Self-healing engineered muscle grown in lab

In a first, scientists have grown living skeletal muscle that is more than 10 times stronger than any previous engineered muscles and has the ability to heal itself both inside the laboratory and inside an animal.
The lab-grown muscle by researchers from Duke University is the first to heal itself after animal implantation.
"The muscle we have made represents an important advance for the field. It's the first time engineered muscle has been created that contracts as strongly as native neonatal skeletal muscle," said Nenad Bursac, associate professor of biomedical engineering at Duke.
A team led by Bursac and graduate student Mark Juhas discovered that preparing better muscle requires two things - well-developed contractile muscle fibres and a pool of muscle stem cells, known as satellite cells.

Every muscle has satellite cells on reserve, ready to activate upon injury and begin the regeneration process.
The key to the team's success was successfully creating the microenvironments - called niches - where these stem cells await their call to duty.

"Simply implanting satellite cells or less-developed muscle doesn't work as well. The well-developed muscle we made provides niches for satellite cells to live in, and, when needed, to restore the robust musculature and its function," said Juhas.
To put their muscle to the test, the engineers ran it through a gauntlet of trials in the laboratory. By stimulating it with electric pulses, they measured its contractile strength, showing that it was more than 10 times stronger than any previous engineered muscles.
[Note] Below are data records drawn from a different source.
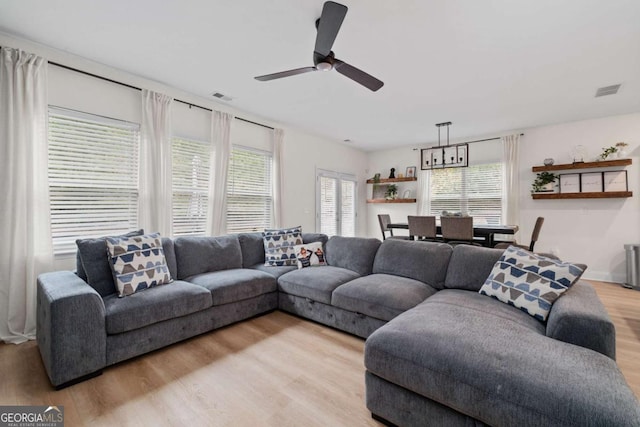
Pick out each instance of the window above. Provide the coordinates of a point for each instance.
(93, 176)
(190, 186)
(336, 207)
(476, 190)
(249, 190)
They damaged it with a toxin found in snake venom to prove that the satellite cells could activate, multiply and successfully heal the injured muscle fibres. Then they moved it out of a dish and into a mouse.
With the help of Greg Palmer, an assistant professor of radiation oncology in the Duke University School of Medicine, the team inserted their lab-grown muscle into a small chamber placed on the backs of live mice.
The chamber was then covered by a glass panel. Every two days for two weeks, Juhas imaged the implanted muscles through the window to check on their progress.

By genetically modifying the muscle fibres to produce fluorescent flashes during calcium spikes - which cause muscle to contract - the researchers could watch the flashes become brighter as the muscle grew stronger.
"We could see and measure in real time how blood vessels grew into the implanted muscle fibers, maturing toward equaling the strength of its native counterpart," said Juhas.
The engineers are now beginning work to see if their biomimetic muscle can be used to repair actual muscle injuries and disease.
The findings appear in the Proceedings of the National Academy of Sciences.